Why are my estimates changing every time I run my do-files?!

I describe the main suspects one should look for when wondering of lack of replicability on a dofile

Fernando Rios-Avila


March 31, 2023

I have read this problem quite a few times in Statalist as well as other forums to like Stackoverflow. You try to do the right thing. Write and document a do-file, to produce your results the same way every time, but, for some reason they key changing. The question is always Why?
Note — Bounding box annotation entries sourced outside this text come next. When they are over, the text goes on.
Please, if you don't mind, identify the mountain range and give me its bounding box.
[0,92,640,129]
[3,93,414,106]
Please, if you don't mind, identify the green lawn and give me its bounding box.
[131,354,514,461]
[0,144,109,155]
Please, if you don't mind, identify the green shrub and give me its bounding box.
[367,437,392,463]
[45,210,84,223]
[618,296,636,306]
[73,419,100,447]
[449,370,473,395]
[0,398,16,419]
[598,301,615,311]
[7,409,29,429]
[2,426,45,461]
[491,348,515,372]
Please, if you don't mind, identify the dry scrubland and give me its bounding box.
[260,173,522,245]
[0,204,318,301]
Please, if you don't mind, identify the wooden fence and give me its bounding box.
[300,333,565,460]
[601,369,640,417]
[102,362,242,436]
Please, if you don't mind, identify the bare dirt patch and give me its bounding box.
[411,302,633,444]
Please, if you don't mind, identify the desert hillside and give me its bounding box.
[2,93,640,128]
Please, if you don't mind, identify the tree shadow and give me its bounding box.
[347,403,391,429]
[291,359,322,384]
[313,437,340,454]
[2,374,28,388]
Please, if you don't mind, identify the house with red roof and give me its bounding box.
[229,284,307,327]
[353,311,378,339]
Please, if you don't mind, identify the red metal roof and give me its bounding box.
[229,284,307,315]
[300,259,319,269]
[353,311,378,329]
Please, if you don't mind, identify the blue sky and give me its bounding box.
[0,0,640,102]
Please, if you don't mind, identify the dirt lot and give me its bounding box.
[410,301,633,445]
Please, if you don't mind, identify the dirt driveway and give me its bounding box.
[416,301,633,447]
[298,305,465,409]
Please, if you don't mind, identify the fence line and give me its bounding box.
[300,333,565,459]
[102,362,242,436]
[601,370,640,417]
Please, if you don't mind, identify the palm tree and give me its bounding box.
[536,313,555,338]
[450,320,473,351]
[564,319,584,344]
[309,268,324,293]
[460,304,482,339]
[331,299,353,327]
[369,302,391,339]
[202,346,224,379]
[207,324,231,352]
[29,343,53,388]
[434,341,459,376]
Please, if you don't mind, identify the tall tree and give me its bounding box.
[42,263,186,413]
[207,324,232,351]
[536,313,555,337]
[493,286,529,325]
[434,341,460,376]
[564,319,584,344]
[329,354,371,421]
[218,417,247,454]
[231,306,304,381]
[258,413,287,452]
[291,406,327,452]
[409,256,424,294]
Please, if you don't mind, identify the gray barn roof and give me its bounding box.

Of course, there could be a large number of reasons you this is happening, but I will narrow them to the most common causes:

  1. randomness The first one is the most obvious. You may be trying to introduce in your program a procedure that relies on some random process. Bootstrap standard errors or creating of simulated data are the most common couses for this. Solution: set seed.
  2. sort The second most common problem is because you have some statement in your dofile that relies on sorting data with ties. When this happens, the default solution in Stata is to randomly assign an order to observations with the same value, which may affect procedures that are order dependent (matching). This is not a problem when you are sorting fully identified data. But if ties exists, it may kick in. Solution: set sortseed. Although one should be careful in analyzing if this is the true cause of replicability, or rather the next option
  3. merging Most merging procedures in Stata are well defined, and won’t cause any problem: 1:m, m:1 and 1:1 will not create much of a problem. However, there is the infamous m:m. As many other people may have said this before…you NEVER-EVER do merge m:m. If you think you need to do it, think of jointby, because merge m:m is always wrong. In fact, this may trigger a problem that may “seem” caused and solved as mentionted before, so be mindful.
  4. Multicolinearity Something that occurs less often are problems related to multicolinearity. When two variables are collinear, and you are trying to estimate a linear or linear like model, Stata will try to fix the problem by dropping some observations before the estimation occurs. Most of the time, the excluded variable is the first one, but more often than not, the excluded variable would be at random. Solution: Revise your model specification.

If you have other reasons you have found to cause problems replicating your results, let me know, and we can add them to the list.